I am trying to trim adapters from raw Novaseq sequences. Here is the FastQC from raw seqs:
Raw sequences checked by FastQC. Reverse only is shown.
Problems
I need to trim adapters. Does the rest of the report offer any clues as to what's wrong with the run? Is it overall bad?
Sequencing facility told me the following
Platform: TrueSeq
Kit: Swift Accel-NGS 2s DNA library prep kit
Adapters
- P5: 5' AATGATACGGCGACCACCGAGATCTACAC[i5index]ACACTCTTTCCCTACACGACGCTCTTCCGATCT
P7: 5' CAAGCAGAAGACGGCATACGAGAT[i7index]GTGACTGGAGTTCAGACGTGTGCTCTTCCGATCT
My understanding is the i5 and i7 indices are hexamers i.e. NNNNNN
I used AdapterRemoval with two approaches (neither worked well)
Used facility-supplied adapters inserting NNNNNN hexamer for the spacers
AdapterRemoval --threads 40 --file1 sample_R1.fastq.gz --file2 sample_R2.fastq.gz --adapter1 AATGATACGGCGACCACCGAGATCTACACNNNNNNACACTCTTTCCCTACACGACGCTCTTCCGATCT --adapter2 CAAGCAGAAGACGGCATACGAGATNNNNNNGTGACTGGAGTTCAGACGTGTGCTCTTCCGATCT
After trimming using facility-supplied P5 and P7. Reverse only is shown.
Used
identify_adapters
inAdapterRemoval
, which gave me P5 that partially matched what the facility said (above) but totally different P7 sequences. Using the automatically detected adapters, I also tried trimming as follows.AdapterRemoval --threads 40 --file1 sample_R1.fastq.gz --file2 sample_R2.fastq.gz --adapter1 AGATCGGAAGAGCACACGTCTGAACTCCAGTCACNNNNNNATCTCGTATGCCGTCTTCTGCTTG --adapter2 AGATCGGAAGAGCGTCGTGTAGGGAAAGAGTGTAGATCTCGGTGGTCGCCGTATCATT
After trimming using automatically detected adapters. Reverse only is shown.
What am I doing wrong? What should I be doing?
Use the instructions here to add images: How to add images to a Biostars post
I suggest that you try
bbduk.sh
(GUIDE) for adapter removal. There is a core sequence common for all adapters (before the index). So as long as you find that and trim everything to the right of that sequence you will remove adapter sequences.Thanks, genomax! Are the images not showing up? I just clicked the add image button and linked these from my public Google Drive.

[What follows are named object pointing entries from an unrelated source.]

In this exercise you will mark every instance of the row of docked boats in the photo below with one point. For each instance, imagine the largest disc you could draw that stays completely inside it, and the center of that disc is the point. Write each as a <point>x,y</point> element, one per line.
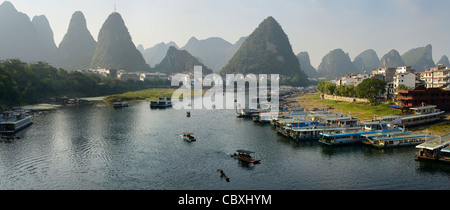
<point>339,129</point>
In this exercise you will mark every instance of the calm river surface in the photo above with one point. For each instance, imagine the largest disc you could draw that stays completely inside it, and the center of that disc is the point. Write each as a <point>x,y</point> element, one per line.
<point>91,147</point>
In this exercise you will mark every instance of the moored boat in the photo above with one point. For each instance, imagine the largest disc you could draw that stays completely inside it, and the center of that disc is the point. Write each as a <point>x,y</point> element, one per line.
<point>420,115</point>
<point>12,122</point>
<point>398,140</point>
<point>436,148</point>
<point>356,136</point>
<point>245,156</point>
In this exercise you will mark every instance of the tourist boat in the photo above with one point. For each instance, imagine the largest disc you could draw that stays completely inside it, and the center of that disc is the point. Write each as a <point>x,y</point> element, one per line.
<point>397,140</point>
<point>12,122</point>
<point>436,148</point>
<point>161,103</point>
<point>245,156</point>
<point>421,115</point>
<point>120,104</point>
<point>355,136</point>
<point>188,137</point>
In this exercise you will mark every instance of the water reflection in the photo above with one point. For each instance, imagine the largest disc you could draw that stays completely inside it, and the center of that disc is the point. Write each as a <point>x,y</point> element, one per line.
<point>91,147</point>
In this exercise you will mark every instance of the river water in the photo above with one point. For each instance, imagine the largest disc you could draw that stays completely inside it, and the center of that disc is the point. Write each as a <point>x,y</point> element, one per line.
<point>99,147</point>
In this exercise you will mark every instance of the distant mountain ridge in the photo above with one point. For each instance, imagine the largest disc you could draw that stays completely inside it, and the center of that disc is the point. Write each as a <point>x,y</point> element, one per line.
<point>179,61</point>
<point>392,59</point>
<point>420,58</point>
<point>335,64</point>
<point>78,46</point>
<point>156,54</point>
<point>305,65</point>
<point>25,39</point>
<point>115,48</point>
<point>367,61</point>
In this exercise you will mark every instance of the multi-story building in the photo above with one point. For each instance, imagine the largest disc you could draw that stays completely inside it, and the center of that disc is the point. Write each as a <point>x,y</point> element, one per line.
<point>436,77</point>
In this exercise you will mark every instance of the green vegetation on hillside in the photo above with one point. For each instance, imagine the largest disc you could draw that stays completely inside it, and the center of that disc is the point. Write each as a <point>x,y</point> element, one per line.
<point>179,61</point>
<point>115,48</point>
<point>363,111</point>
<point>150,94</point>
<point>268,51</point>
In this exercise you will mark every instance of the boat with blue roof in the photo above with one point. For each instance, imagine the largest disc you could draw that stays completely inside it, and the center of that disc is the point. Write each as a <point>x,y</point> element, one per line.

I will read the instructions.
I can only see the images of the report categories that are in left hand column of fastqc report.

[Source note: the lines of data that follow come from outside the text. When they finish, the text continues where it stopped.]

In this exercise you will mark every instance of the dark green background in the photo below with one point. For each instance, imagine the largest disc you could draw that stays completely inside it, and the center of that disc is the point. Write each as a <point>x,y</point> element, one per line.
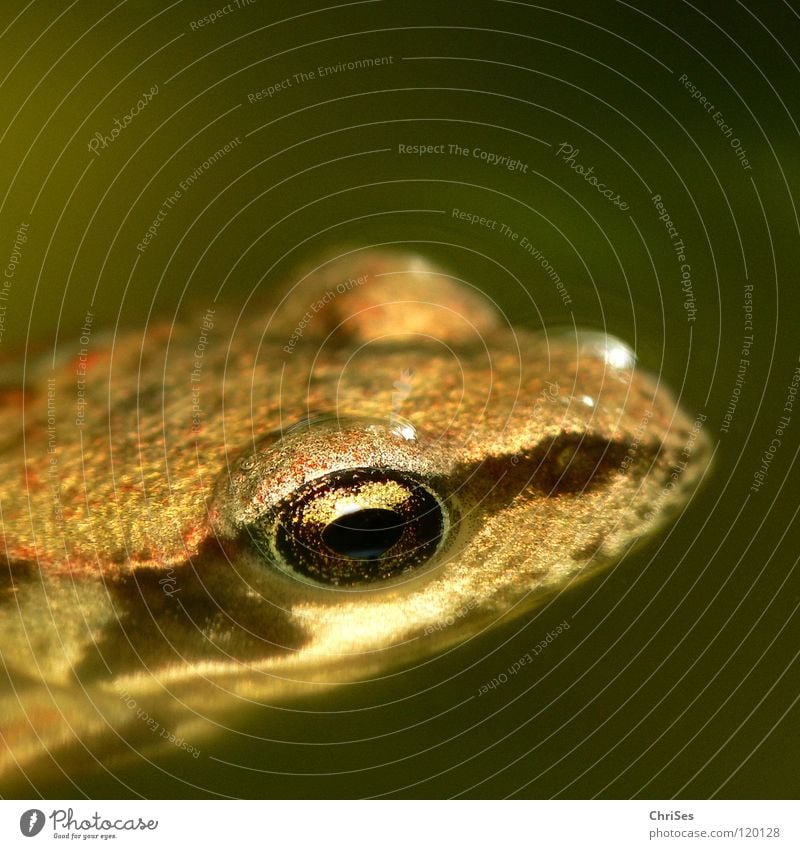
<point>680,673</point>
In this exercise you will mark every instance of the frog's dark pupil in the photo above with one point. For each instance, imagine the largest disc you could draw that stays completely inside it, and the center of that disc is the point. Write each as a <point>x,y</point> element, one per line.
<point>397,523</point>
<point>364,534</point>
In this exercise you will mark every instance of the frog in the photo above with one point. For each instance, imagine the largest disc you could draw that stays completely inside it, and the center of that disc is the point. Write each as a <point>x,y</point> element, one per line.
<point>356,471</point>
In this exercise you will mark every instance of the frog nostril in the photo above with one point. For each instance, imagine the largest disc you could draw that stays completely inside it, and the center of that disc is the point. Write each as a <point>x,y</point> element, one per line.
<point>364,534</point>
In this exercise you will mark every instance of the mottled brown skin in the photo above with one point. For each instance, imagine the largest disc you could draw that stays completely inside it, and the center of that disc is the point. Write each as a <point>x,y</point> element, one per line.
<point>139,583</point>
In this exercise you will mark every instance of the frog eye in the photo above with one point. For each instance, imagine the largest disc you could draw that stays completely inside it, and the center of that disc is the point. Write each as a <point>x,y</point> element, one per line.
<point>341,503</point>
<point>353,527</point>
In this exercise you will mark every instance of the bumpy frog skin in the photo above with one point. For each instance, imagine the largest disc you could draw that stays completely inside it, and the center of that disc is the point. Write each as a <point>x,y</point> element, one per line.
<point>243,508</point>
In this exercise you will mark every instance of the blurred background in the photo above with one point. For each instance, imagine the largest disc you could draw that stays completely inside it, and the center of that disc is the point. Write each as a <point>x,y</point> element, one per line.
<point>158,156</point>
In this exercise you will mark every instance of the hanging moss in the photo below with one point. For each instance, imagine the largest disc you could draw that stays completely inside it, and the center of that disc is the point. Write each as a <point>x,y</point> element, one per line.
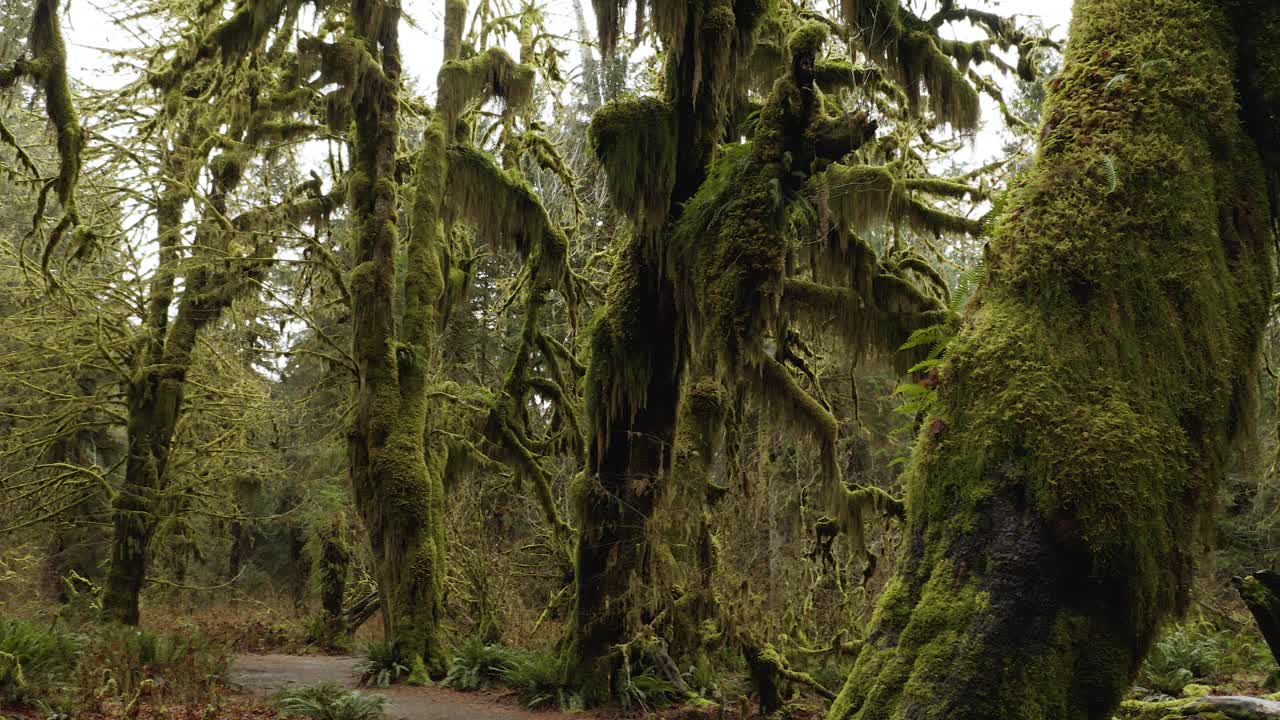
<point>635,141</point>
<point>46,67</point>
<point>908,49</point>
<point>864,196</point>
<point>490,76</point>
<point>1060,493</point>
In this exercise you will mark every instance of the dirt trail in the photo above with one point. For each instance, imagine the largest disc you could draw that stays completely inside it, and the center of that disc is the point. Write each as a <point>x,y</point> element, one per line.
<point>265,674</point>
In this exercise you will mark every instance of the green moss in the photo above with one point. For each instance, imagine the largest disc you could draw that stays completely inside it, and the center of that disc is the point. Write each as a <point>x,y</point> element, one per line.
<point>490,76</point>
<point>1063,486</point>
<point>908,49</point>
<point>635,141</point>
<point>503,209</point>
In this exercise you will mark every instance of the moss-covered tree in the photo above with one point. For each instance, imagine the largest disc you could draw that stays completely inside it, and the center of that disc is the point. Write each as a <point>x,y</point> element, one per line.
<point>225,256</point>
<point>1063,484</point>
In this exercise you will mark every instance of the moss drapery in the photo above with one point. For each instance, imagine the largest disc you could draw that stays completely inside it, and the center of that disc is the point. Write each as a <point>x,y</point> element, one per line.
<point>1060,493</point>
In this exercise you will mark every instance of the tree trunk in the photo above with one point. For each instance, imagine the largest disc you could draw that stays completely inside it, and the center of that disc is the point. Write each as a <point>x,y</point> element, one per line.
<point>1261,595</point>
<point>629,463</point>
<point>634,396</point>
<point>152,415</point>
<point>1061,490</point>
<point>396,479</point>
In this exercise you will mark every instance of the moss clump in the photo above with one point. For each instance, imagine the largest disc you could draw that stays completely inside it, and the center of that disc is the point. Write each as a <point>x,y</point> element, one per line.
<point>490,76</point>
<point>863,196</point>
<point>908,49</point>
<point>1088,405</point>
<point>635,141</point>
<point>503,209</point>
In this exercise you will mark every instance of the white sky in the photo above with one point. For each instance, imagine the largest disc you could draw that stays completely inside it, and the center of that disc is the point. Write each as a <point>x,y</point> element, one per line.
<point>91,28</point>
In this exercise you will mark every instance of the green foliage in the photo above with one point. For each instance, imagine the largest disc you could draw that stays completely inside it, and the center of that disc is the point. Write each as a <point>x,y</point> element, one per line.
<point>536,678</point>
<point>1194,652</point>
<point>478,662</point>
<point>330,701</point>
<point>122,661</point>
<point>644,691</point>
<point>33,659</point>
<point>383,665</point>
<point>919,397</point>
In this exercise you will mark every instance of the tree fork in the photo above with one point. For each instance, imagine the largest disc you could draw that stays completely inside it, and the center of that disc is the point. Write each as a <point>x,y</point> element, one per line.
<point>1061,490</point>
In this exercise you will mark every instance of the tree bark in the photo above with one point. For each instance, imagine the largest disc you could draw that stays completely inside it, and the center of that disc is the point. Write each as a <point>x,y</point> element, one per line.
<point>1060,493</point>
<point>396,479</point>
<point>634,396</point>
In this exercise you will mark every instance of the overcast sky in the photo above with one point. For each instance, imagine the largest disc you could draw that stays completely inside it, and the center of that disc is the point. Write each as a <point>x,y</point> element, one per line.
<point>91,28</point>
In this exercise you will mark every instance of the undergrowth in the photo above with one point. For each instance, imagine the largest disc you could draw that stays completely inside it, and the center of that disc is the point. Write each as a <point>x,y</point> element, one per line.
<point>330,701</point>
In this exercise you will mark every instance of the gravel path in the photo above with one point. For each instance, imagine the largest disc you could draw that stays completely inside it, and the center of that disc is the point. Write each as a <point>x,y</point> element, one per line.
<point>265,674</point>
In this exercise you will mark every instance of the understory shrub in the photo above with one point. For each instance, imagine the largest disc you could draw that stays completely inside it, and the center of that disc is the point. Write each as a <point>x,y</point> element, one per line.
<point>35,660</point>
<point>382,665</point>
<point>330,701</point>
<point>478,664</point>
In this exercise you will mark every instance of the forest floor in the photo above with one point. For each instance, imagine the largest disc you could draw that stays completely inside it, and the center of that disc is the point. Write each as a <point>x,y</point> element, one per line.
<point>268,674</point>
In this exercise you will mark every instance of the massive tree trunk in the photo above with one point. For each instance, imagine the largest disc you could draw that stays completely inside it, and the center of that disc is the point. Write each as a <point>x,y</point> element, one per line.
<point>1061,491</point>
<point>397,481</point>
<point>154,402</point>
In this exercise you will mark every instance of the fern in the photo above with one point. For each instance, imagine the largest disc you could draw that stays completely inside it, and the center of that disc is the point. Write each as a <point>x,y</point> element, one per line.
<point>918,397</point>
<point>382,666</point>
<point>644,691</point>
<point>330,701</point>
<point>1112,173</point>
<point>478,662</point>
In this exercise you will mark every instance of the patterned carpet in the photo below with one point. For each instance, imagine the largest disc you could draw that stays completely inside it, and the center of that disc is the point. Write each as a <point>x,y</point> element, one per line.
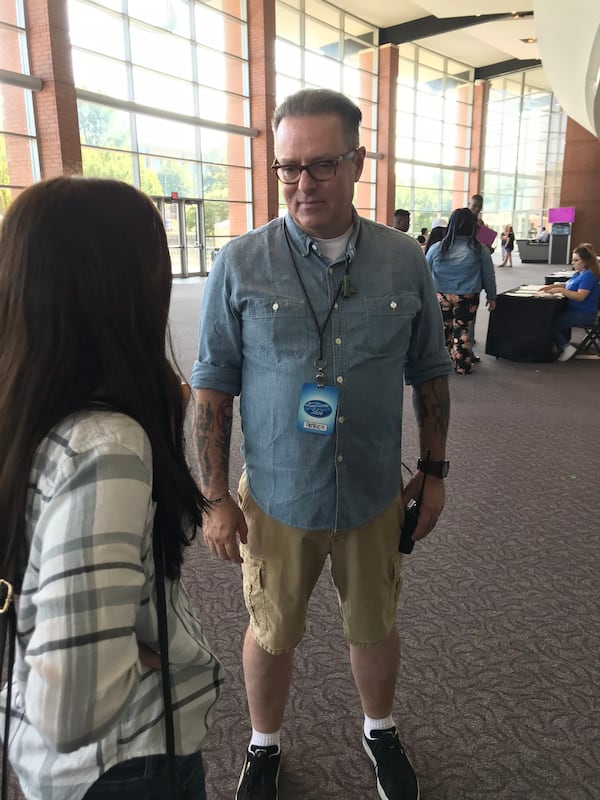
<point>499,692</point>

oh, that was the intention. I wanted to limit post size (i.e. prevent overwhelming).
Without seeing the actual plots we can't really help you. Having a red "X" in fastqc only means that the value is out of bounds of an interval (the defaults are set for genomic sequencing). These "failures" have to be taken into context of the type of data one is analyzing.
Raw sequences before trimming. This analysis was run on a concatenated set of all reverse seqs, that's why there are lots of them in Basic Statistics.
Trimmed sequences using facility-supplied adapters inserting NNNNNN hexamer for the spacer (first approach in OP). This analysis was run on just one sample of reverse seqs, that's why there are fewer seqs in Basic Statistics.
Hi GenoMax, For adapter removal and filtering, is it not necessary to provide the whole adapter sequence, but only the core sequence? Are the below sequences the core sequence common for all adapters that you are referring to? They are described by Illumina for their TruSeq kits and also found in the adapter file of Trimmomatic. Thanks.
Read 1 AGATCGGAAGAGCACACGTCTGAACTCCAGTCA Read 2 AGATCGGAAGAGCGTCGTGTAGGGAAAGAGTGT
Providing the core sequence is adequate. Once trimming programs match this sequence they will remove all sequence to the 3'-side of that match.
Thanks for confirming. Is it necessary to provide the reverse complement of the core adapter sequence as well?